For much longer than we’ve been alive, 2nd Street in Old City has been the place to go downtown if you’re in the market for restaurant supplies, be it a couple cases of glassware or a 6′ griddle. Thanks to a combination of the internet and natural attrition, we’re now left with just two restaurant supply stores in Old City, Economy and Swift. A little over a year ago, we were worried that both stores were looking at exiting the brick and mortar realm, as the owners of both businesses had decided to list their properties for sale. Those listings have now been taken down, and if you’re currently looking to buy an NSF certified chest freezer, you can still visit either business and have your pick of the litter.
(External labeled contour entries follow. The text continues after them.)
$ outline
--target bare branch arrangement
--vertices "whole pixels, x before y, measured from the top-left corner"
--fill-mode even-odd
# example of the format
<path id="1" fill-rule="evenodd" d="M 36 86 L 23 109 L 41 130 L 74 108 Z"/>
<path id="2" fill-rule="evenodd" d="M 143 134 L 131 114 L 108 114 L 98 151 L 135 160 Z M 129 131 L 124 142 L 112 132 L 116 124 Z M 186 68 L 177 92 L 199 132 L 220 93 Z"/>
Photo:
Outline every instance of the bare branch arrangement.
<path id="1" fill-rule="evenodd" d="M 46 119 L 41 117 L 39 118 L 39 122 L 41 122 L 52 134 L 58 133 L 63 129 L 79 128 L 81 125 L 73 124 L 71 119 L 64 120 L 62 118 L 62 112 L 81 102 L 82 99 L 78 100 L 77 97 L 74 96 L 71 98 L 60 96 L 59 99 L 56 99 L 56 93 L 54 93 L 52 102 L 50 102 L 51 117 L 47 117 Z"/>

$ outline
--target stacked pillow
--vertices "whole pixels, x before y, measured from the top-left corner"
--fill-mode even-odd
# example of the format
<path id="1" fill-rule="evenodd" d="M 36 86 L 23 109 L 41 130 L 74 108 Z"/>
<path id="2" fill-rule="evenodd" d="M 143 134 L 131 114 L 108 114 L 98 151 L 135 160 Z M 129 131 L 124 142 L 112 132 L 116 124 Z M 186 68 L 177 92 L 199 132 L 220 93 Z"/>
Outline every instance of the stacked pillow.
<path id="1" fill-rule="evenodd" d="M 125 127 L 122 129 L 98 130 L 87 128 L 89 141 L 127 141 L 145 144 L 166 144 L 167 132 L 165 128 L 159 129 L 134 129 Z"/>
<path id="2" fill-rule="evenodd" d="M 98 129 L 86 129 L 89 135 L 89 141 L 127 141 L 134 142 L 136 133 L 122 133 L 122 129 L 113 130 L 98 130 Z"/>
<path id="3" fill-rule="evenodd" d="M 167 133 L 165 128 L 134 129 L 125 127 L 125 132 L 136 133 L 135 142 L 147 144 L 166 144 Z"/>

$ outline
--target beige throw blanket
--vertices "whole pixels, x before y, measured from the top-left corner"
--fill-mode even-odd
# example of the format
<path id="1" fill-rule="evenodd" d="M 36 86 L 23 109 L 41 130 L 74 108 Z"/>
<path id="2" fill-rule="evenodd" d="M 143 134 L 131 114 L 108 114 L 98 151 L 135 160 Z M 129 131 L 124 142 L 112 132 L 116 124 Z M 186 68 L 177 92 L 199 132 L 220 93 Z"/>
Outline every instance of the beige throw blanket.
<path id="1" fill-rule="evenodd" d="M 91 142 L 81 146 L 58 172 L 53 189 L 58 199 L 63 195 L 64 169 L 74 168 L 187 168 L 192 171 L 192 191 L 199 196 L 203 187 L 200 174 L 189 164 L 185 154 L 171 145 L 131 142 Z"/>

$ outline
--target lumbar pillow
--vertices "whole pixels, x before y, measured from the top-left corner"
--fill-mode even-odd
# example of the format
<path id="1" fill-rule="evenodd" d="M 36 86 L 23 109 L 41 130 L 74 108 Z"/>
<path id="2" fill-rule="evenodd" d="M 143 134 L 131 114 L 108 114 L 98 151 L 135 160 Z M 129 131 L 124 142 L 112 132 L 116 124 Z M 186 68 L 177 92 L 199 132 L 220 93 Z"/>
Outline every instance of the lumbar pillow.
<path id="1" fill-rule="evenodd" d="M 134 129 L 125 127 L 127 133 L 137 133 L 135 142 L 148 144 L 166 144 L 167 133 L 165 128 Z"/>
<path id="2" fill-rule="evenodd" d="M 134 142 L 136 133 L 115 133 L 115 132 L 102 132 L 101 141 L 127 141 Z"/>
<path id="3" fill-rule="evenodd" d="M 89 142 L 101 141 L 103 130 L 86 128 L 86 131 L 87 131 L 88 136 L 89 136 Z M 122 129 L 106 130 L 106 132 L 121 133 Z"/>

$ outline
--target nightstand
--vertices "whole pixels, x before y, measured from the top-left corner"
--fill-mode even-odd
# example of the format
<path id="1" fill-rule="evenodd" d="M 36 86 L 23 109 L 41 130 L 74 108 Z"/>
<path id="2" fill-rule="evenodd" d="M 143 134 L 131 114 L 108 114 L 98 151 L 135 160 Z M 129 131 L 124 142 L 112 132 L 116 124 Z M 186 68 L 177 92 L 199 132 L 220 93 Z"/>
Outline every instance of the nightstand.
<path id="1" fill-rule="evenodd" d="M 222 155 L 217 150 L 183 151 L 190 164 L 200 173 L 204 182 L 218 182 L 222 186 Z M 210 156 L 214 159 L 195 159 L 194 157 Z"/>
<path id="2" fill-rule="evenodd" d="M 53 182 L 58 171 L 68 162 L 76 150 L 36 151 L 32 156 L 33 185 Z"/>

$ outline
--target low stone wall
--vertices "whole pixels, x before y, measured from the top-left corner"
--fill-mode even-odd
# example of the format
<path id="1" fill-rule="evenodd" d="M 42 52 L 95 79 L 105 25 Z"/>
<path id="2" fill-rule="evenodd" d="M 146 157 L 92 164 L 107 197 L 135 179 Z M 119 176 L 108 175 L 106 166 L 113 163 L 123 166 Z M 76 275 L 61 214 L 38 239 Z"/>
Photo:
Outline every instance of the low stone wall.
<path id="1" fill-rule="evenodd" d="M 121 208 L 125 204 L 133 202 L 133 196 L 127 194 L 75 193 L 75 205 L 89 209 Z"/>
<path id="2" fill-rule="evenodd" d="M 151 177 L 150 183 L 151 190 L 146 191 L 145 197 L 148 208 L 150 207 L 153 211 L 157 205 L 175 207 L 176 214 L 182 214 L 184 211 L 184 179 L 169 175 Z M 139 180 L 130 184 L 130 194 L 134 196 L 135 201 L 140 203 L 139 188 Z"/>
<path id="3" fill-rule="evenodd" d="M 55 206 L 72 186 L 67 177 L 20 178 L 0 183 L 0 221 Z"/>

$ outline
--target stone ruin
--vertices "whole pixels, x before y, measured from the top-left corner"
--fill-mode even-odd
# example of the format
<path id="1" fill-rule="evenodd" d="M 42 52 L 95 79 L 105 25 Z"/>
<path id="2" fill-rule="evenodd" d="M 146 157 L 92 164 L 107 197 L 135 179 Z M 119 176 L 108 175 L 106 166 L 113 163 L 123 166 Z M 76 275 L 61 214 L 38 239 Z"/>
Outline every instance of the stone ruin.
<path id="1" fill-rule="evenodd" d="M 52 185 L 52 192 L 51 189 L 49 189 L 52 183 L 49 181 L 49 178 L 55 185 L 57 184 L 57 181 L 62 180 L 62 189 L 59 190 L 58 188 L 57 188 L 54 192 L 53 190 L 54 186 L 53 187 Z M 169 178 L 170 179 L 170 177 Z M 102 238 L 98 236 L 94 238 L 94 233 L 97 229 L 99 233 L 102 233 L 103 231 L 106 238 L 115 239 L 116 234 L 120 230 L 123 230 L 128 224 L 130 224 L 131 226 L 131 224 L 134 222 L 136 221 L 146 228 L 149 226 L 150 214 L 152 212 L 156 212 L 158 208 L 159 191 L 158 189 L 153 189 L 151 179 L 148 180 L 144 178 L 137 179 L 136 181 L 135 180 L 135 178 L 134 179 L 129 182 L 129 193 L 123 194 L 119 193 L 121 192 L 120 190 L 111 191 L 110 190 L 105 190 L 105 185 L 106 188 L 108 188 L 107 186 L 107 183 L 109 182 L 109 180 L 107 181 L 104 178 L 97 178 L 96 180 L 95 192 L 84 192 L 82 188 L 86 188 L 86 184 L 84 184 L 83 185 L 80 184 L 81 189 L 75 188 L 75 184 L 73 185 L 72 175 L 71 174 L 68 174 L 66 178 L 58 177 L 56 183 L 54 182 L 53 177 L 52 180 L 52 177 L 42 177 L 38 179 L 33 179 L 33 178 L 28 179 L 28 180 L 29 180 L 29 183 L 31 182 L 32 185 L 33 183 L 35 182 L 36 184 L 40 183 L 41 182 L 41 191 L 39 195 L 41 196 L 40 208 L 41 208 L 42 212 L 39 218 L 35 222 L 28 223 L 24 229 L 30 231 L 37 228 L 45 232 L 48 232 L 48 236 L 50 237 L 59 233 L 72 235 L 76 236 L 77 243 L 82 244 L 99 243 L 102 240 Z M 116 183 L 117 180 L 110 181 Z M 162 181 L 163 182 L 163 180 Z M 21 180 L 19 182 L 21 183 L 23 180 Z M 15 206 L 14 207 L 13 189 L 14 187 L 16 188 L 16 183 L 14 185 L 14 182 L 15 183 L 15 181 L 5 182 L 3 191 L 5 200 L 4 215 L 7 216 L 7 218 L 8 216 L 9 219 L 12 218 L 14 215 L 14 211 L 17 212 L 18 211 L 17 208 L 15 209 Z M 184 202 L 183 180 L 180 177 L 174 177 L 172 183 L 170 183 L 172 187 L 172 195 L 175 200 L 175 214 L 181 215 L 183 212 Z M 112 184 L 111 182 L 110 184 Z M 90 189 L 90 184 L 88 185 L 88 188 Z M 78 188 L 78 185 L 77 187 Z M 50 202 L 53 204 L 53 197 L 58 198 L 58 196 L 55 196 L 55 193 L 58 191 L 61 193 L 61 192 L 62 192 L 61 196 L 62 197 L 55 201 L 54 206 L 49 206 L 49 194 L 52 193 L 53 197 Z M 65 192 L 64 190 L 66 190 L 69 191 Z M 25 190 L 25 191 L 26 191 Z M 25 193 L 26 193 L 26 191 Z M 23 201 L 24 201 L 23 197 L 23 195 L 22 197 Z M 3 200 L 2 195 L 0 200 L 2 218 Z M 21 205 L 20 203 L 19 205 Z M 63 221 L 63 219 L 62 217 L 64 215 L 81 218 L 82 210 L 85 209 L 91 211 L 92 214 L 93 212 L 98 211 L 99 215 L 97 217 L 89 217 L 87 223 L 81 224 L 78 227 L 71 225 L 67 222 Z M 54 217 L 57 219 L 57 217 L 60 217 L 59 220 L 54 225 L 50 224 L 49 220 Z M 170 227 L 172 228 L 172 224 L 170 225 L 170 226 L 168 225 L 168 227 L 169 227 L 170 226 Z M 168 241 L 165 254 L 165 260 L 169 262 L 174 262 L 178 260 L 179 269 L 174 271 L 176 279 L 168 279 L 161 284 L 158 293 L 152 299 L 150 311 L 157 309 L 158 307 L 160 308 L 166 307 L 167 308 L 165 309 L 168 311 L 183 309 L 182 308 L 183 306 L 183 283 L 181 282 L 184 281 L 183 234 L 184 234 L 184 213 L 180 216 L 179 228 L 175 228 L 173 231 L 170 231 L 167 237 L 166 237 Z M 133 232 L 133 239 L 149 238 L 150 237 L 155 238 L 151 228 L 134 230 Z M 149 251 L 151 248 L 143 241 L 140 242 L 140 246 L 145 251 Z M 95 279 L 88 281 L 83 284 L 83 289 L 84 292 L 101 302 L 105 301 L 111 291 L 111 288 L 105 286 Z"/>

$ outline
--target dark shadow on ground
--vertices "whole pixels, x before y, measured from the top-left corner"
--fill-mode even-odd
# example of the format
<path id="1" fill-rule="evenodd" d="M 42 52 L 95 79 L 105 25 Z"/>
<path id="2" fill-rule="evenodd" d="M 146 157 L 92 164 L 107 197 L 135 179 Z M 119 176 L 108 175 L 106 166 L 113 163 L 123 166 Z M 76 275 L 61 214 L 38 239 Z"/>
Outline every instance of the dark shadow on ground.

That’s not to say that nothing has changed, though. As we told you previously, the owners of Economy didn’t just own their corner building at 2nd & Arch, they also owned a few other buildings in the area which have traditionally been used for storage. One of those buildings, 124-126 N. 2nd St., is a historic structure which contains a working freight elevator. We went in there once, looking for some used restaurant chairs, and even though it was jammed with used equipment and furniture, we can tell that it had amazing bones inside. And the architecture of the exterior certainly catches the eye.
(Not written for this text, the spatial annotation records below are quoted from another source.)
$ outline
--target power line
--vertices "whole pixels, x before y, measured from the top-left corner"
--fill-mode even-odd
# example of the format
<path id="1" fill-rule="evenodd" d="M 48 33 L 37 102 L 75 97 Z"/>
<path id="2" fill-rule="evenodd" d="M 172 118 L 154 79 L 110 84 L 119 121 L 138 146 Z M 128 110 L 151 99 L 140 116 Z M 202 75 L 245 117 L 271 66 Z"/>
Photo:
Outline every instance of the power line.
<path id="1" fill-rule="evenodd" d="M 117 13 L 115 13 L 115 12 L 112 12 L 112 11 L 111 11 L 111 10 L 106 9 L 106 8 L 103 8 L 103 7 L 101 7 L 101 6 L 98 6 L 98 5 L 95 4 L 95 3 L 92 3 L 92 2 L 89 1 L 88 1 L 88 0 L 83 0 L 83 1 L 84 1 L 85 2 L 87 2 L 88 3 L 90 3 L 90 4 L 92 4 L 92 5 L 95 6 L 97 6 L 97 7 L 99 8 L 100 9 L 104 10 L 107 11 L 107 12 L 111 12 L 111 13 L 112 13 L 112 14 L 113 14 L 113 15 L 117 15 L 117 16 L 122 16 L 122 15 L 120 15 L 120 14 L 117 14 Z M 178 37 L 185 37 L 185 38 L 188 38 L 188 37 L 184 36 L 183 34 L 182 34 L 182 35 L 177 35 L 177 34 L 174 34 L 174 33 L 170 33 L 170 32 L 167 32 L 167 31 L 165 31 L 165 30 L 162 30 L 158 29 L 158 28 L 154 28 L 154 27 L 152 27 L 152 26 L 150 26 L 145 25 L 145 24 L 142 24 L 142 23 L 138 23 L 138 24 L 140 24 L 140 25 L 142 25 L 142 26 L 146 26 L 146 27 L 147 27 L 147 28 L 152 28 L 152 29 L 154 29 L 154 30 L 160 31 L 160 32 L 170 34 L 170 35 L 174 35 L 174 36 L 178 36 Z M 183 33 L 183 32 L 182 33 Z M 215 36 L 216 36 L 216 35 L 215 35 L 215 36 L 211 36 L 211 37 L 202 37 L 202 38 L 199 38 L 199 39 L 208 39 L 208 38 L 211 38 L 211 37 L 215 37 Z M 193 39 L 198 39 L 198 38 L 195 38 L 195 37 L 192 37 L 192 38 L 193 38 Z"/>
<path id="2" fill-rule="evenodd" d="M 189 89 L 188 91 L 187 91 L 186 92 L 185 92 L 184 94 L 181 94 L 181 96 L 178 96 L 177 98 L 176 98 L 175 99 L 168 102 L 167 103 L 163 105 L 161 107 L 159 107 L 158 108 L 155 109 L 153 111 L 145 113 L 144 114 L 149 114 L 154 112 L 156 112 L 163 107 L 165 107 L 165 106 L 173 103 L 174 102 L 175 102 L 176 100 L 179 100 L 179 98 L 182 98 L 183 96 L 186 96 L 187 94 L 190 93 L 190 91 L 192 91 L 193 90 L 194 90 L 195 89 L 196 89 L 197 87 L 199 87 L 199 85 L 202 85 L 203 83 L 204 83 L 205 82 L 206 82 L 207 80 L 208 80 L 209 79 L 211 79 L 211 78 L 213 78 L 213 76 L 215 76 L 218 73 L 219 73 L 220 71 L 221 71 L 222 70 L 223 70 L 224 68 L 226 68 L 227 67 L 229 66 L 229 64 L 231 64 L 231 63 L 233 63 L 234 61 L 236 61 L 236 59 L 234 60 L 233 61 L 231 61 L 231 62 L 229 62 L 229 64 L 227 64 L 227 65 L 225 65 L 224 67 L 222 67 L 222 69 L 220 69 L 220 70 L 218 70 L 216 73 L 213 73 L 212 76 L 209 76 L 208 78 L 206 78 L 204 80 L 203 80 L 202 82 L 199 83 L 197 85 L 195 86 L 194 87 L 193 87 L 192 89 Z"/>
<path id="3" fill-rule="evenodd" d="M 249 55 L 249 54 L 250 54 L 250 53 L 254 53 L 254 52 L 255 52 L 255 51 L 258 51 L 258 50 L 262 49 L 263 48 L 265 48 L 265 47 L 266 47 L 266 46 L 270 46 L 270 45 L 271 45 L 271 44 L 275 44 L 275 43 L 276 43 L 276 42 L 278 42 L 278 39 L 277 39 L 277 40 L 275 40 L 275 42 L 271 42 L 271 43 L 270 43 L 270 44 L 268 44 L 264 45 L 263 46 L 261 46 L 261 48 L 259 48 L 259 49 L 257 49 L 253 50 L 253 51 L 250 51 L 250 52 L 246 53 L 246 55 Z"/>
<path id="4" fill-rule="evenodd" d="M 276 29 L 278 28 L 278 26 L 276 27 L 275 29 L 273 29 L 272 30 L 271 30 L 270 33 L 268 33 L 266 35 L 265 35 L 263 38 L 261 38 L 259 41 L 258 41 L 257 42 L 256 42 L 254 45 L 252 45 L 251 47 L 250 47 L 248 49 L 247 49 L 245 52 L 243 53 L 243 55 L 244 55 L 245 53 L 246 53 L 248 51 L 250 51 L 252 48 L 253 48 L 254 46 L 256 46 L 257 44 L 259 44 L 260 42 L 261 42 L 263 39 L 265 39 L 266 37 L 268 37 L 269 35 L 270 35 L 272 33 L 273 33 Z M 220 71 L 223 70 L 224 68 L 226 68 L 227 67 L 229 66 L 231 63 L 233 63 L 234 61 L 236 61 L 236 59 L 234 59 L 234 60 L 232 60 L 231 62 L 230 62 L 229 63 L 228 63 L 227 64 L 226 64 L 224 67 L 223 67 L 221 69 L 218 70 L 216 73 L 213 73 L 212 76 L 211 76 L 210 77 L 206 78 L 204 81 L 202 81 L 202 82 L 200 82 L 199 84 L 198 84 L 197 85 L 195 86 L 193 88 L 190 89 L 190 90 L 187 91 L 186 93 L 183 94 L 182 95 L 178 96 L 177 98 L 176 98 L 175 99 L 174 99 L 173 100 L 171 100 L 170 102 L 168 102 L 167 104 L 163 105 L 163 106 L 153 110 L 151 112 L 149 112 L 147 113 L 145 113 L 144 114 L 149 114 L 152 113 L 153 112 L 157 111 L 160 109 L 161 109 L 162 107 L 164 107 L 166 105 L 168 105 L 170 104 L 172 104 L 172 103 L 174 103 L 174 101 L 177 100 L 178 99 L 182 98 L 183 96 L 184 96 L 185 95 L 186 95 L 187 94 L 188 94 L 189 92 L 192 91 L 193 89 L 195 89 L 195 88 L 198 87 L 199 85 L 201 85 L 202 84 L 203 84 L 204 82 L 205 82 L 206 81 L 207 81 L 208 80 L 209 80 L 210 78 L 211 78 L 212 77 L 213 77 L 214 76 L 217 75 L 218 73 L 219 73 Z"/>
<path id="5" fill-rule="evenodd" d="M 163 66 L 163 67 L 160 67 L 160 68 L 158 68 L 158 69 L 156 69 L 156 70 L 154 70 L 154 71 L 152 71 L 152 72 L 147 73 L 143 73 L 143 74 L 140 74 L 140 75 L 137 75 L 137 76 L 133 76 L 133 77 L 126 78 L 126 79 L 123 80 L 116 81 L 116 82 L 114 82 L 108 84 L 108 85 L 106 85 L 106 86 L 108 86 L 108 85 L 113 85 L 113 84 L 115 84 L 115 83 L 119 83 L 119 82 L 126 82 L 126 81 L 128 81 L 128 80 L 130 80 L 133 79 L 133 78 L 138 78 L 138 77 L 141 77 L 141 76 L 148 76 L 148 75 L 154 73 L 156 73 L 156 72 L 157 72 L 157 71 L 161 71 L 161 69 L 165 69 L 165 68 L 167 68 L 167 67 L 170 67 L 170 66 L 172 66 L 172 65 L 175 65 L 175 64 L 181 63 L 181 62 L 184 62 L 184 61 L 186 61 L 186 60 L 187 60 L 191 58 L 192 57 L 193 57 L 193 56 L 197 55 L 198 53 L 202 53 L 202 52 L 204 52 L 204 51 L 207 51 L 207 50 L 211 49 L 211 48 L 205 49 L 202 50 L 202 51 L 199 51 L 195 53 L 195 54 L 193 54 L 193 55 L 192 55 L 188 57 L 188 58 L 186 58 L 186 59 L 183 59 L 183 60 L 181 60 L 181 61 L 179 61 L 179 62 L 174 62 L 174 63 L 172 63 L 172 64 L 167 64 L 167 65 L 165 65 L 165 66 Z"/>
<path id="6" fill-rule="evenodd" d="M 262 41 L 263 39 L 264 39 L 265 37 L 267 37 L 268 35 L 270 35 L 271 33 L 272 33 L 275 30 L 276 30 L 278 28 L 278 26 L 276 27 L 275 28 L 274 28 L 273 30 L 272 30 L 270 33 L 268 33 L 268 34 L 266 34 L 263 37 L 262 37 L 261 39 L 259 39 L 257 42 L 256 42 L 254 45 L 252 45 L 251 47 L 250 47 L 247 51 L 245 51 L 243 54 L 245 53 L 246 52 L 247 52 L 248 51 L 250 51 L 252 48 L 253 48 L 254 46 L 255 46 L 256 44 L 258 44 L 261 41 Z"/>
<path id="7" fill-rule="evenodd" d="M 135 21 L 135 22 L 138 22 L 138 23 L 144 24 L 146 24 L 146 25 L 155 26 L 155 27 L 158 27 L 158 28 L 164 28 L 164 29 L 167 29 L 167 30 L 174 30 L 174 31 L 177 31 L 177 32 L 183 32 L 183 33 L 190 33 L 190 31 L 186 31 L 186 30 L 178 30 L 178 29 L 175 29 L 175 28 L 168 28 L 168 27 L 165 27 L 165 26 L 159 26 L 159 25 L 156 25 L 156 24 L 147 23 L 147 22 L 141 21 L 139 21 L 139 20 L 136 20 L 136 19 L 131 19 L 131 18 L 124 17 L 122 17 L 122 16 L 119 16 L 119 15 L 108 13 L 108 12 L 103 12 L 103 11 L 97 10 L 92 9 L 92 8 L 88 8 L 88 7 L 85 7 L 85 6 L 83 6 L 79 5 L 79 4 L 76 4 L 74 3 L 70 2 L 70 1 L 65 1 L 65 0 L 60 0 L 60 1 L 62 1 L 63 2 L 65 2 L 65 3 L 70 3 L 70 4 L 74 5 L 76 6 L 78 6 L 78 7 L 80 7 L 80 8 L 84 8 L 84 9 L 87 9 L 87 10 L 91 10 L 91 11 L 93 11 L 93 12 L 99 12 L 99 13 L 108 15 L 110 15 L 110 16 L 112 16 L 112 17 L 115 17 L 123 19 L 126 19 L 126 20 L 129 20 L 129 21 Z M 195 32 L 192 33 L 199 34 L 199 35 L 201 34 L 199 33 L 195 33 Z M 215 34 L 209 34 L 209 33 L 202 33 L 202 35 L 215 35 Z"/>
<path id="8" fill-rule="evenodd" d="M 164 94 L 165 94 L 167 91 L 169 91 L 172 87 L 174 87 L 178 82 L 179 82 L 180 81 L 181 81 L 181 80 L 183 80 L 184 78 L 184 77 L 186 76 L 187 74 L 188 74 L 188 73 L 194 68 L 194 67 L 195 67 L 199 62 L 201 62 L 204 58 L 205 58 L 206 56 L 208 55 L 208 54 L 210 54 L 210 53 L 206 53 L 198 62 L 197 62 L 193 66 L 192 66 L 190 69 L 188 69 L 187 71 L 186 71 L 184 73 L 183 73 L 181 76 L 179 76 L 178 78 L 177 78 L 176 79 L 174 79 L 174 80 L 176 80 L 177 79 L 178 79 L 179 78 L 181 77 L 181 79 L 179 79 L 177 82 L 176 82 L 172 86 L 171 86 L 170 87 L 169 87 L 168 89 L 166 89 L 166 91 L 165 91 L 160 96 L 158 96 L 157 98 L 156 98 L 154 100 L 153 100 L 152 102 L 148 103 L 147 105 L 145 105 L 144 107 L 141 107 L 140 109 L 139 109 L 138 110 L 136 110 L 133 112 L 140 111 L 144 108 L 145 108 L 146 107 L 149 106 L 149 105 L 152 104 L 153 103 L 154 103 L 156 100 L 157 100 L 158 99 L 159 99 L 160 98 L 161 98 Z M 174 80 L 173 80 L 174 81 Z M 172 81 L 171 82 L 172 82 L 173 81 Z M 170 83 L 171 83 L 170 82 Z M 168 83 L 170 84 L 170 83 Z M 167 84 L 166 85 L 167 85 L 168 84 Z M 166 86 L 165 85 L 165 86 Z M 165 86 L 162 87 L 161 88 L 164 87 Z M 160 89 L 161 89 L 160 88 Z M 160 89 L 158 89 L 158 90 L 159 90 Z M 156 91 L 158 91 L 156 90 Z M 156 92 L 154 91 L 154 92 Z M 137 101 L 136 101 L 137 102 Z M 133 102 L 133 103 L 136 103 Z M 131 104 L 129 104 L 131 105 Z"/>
We previously told you that the building was listed for sale, for $3.2M. With 3,500 sqft floor plates and 12′ ceilings, we stated that the building would make a great residential conversion, and the zoning of the parcel permitted up to 14 units above ground-floor commercial. It seems we weren’t the only ones who thought a conversion makes sense, as developers purchased the property about half a year ago for $2.6M and are now pursuing a plan to build a one-story addition and create five apartments on the upper floors of the building, with a business downstairs. This got ZBA approval last month.
This plan comes as a bit of a surprise to us, as we would have expected that developers would try to include as many units as possible in this building, and avoid the ZBA at all costs. Instead, they’re going for enormous units which we are certain will be offered as condos, definitely at seven figure price points. We can’t think of too many examples of very high end condos offered without onsite parking, but we have to think that the developers will include parking at a nearby lot. As surface lots continue to disappear around Old City though, there’s no guarantee that any parking will stick around long term. Maybe there will be some available spots across the street, in the new National building?